Zeta36 / connect4-alpha-zero

Connect4 reinforcement learning by AlphaGo Zero methods.
MIT License
114 stars 38 forks source link
alphago-zero connect4 keras reinforcement-learning tensorflow

About

Connect4 reinforcement learning by AlphaGo Zero methods.

This project is based in two main resources: 1) DeepMind's Oct19th publication: Mastering the Game of Go without Human Knowledge. 2) The great Reversi development of the DeepMind ideas that @mokemokechicken did in his repo: https://github.com/mokemokechicken/reversi-alpha-zero

Environment

Modules

Reinforcement Learning

This AlphaGo Zero implementation consists of three worker self, opt and eval.

Evaluation

For evaluation, you can play chess with the BestModel.

Data

If you want to train the model from the beginning, delete the above directories.

How to use

Setup

install libraries

pip install -r requirements.txt

If you want use GPU,

pip install tensorflow-gpu

set environment variables

Create .env file and write this.

KERAS_BACKEND=tensorflow

Basic Usages

For training model, execute Self-Play, Trainer and Evaluator.

Self-Play

python src/connect4_zero/run.py self

When executed, Self-Play will start using BestModel. If the BestModel does not exist, new random model will be created and become BestModel.

options

Trainer

python src/connect4_zero/run.py opt

When executed, Training will start. A base model will be loaded from latest saved next-generation model. If not existed, BestModel is used.
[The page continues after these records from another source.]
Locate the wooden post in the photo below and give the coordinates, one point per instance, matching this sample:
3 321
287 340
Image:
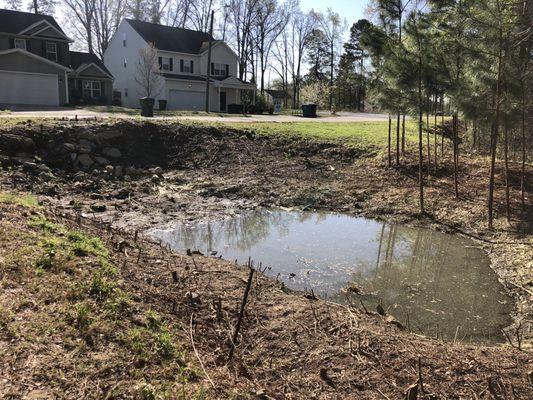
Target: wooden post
241 312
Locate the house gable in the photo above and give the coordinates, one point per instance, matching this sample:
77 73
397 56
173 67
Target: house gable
24 24
92 70
21 60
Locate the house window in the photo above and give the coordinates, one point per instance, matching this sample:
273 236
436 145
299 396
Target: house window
51 51
92 89
187 66
165 63
20 44
219 69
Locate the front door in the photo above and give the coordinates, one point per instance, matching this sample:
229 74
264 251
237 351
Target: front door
223 101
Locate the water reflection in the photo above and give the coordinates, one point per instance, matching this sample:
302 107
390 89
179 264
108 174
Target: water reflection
439 284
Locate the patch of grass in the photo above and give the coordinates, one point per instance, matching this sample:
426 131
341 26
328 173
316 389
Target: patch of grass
151 342
76 297
364 133
42 223
83 244
25 200
101 287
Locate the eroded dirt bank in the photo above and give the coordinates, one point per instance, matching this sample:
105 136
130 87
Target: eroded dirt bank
292 346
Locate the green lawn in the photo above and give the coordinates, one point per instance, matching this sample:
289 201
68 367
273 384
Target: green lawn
137 112
360 134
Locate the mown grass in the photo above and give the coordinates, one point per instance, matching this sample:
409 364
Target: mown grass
368 135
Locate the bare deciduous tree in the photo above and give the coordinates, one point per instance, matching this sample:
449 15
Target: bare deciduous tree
271 19
301 27
147 73
84 12
241 18
108 14
333 26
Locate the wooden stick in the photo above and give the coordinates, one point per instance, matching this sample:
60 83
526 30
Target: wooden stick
420 381
198 355
241 312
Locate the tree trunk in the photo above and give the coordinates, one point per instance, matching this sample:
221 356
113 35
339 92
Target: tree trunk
389 141
435 133
403 134
398 139
523 169
455 156
428 143
506 165
420 140
442 128
332 66
494 135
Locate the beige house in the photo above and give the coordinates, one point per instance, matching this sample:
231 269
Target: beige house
183 65
37 67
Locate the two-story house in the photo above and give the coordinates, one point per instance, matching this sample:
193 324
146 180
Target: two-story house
182 55
38 68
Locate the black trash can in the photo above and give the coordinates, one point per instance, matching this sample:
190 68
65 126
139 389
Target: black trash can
309 110
147 106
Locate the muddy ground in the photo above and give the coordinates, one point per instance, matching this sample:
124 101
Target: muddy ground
291 346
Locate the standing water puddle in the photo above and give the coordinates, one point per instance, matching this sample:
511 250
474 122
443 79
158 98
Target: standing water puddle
437 284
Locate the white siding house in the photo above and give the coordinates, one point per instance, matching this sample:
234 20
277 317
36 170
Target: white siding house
182 55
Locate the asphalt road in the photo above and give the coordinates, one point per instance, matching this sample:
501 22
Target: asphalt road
85 114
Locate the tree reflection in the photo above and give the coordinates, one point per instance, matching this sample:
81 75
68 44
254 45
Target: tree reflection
439 281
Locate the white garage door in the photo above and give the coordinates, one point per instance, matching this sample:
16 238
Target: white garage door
186 100
26 88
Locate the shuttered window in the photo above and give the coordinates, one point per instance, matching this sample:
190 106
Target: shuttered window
218 69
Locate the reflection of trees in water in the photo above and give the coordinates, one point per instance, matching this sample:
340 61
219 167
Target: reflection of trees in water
240 233
438 281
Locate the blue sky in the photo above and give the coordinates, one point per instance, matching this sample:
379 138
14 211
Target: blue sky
351 10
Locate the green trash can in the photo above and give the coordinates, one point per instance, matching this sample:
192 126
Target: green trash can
309 110
147 106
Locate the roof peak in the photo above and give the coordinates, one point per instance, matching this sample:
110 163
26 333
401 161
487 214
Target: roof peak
165 26
25 12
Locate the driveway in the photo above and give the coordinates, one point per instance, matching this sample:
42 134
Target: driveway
69 113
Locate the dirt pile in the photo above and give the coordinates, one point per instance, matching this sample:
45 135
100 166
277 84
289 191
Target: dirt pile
141 145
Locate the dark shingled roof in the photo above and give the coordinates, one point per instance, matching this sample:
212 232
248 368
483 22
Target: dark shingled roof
171 39
16 21
277 94
184 77
78 58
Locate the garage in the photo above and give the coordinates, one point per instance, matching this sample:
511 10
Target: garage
186 100
29 88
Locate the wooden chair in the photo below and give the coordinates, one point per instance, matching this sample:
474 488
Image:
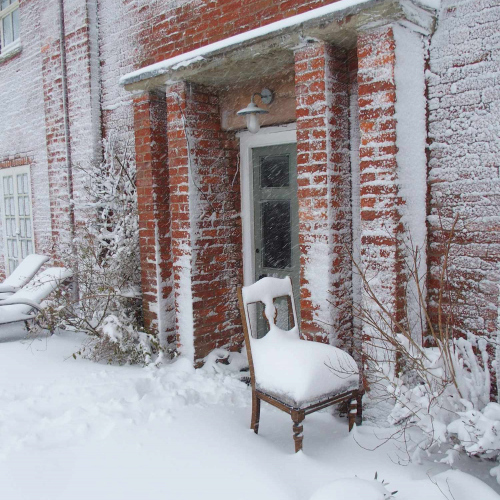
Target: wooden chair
295 375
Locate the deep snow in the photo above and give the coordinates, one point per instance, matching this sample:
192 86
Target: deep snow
76 429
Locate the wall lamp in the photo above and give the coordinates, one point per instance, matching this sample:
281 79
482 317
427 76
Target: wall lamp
251 112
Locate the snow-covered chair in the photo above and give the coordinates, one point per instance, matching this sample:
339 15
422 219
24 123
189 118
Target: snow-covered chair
295 375
21 275
26 303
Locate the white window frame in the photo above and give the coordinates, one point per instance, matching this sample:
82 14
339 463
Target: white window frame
4 13
5 172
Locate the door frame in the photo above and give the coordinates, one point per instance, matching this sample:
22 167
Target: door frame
4 172
269 136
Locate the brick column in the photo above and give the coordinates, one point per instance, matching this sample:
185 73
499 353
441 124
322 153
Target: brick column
323 175
206 225
150 123
381 203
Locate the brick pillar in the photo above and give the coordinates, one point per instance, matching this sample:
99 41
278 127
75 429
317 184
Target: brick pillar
56 152
150 123
206 225
381 203
323 175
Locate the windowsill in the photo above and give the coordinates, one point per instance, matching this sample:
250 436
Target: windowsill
11 51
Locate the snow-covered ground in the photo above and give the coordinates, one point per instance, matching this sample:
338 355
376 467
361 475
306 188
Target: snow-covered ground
76 429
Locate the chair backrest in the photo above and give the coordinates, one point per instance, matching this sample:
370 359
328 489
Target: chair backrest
37 290
24 271
266 290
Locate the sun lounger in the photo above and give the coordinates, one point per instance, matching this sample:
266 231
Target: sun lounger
26 303
22 274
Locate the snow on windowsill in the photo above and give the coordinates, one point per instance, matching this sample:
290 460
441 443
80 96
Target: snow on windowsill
11 50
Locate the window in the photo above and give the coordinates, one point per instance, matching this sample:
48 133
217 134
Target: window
17 219
9 24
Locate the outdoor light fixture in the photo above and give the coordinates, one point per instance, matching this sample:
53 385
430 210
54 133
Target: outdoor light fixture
251 111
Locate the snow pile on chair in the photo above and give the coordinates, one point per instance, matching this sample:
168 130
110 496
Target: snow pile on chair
295 370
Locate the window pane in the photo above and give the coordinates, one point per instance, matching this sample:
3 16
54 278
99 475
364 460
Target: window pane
274 171
15 23
7 30
276 234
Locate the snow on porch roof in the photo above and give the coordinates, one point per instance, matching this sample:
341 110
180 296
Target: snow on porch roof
318 23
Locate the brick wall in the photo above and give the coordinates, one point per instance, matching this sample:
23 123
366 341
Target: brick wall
324 191
464 120
380 202
22 127
206 224
153 200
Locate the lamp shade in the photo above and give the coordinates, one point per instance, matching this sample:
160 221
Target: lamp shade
250 113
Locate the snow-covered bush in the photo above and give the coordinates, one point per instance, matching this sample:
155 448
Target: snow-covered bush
105 258
440 393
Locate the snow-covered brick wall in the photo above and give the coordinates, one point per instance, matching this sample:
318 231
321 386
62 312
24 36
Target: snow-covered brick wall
411 141
324 191
381 227
22 123
464 123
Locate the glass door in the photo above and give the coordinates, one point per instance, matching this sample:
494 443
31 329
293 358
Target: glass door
17 216
276 222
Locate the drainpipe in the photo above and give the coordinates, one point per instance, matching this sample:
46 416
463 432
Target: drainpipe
69 165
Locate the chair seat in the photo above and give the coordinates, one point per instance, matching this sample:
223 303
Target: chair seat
300 372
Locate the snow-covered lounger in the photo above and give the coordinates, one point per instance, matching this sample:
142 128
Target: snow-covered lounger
25 304
21 275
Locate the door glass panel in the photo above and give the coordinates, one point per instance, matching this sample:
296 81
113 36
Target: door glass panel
274 171
7 29
276 235
17 218
15 24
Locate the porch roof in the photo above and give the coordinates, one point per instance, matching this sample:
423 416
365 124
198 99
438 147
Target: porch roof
266 50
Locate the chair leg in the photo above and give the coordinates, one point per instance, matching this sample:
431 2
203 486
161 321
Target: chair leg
353 411
255 413
298 417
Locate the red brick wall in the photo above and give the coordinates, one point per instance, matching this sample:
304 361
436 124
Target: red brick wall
324 191
153 190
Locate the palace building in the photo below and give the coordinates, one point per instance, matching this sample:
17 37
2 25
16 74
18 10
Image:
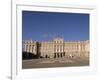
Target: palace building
57 48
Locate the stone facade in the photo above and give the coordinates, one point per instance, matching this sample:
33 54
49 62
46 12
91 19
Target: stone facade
57 48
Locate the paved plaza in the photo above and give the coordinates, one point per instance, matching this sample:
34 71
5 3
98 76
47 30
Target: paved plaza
58 62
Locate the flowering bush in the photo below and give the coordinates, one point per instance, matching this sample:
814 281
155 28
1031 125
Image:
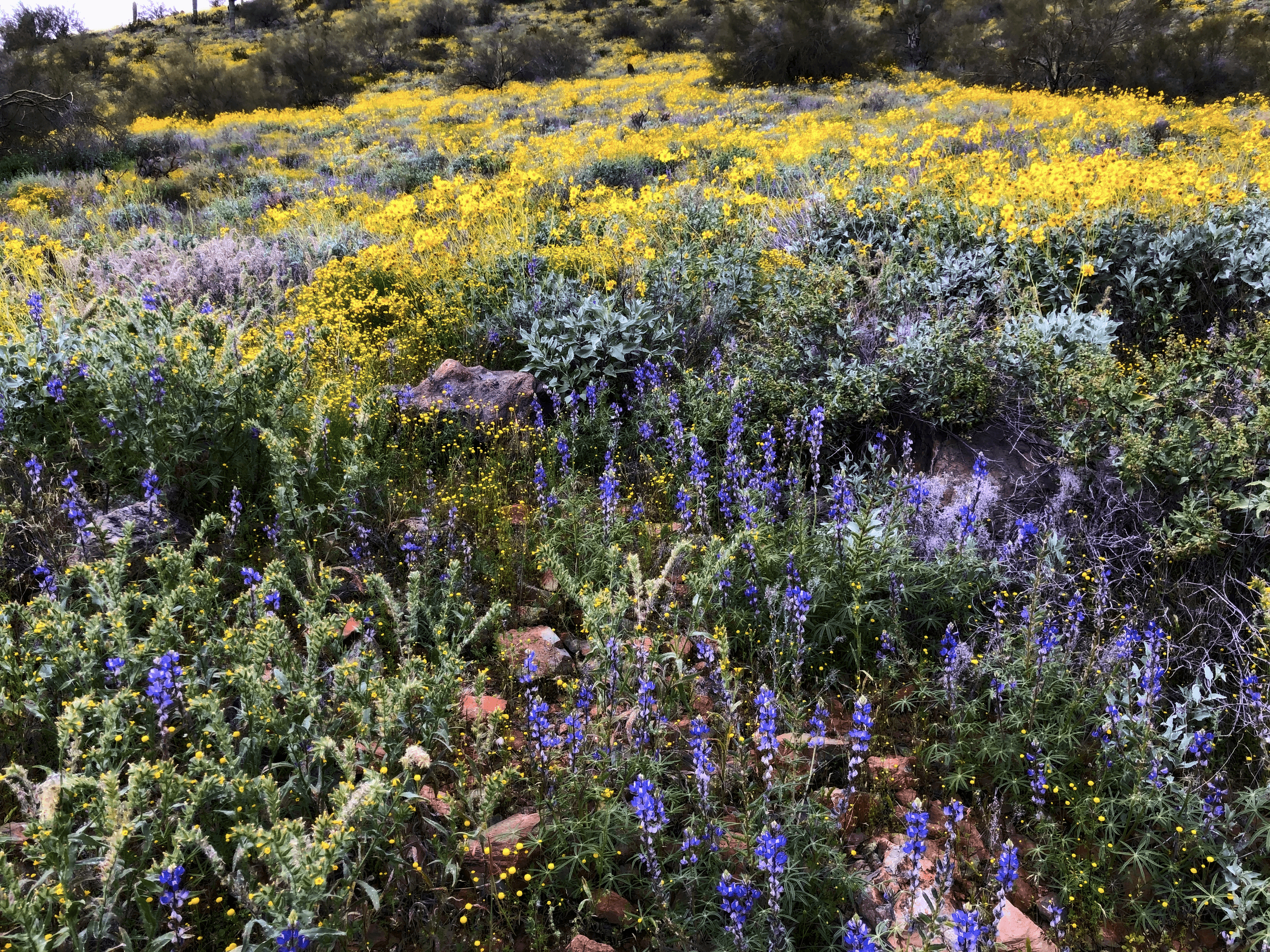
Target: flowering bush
887 545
Trained model will be saved every 2000 steps(mini-batch) after epoch.

options

Evaluator

python src/connect4_zero/run.py eval

When executed, Evaluation will start. It evaluates BestModel and the latest next-generation model by playing about 200 games. If next-generation model wins, it becomes BestModel.

options

Play Game

python src/connect4_zero/run.py play_gui

When executed, ordinary chess board will be displayed in ASCII code and you can play against BestModel.

Tips and Memo

GPU Memory

Usually the lack of memory cause warnings, not error. If error happens, try to change per_process_gpu_memory_fraction in src/worker/{evaluate.py,optimize.py,self_play.py},

tf_util.set_session_config(per_process_gpu_memory_fraction=0.2)

Less batch_size will reduce memory usage of opt. Try to change TrainerConfig#batch_size in NormalConfig.

Model Performance

The following table is records of the best models.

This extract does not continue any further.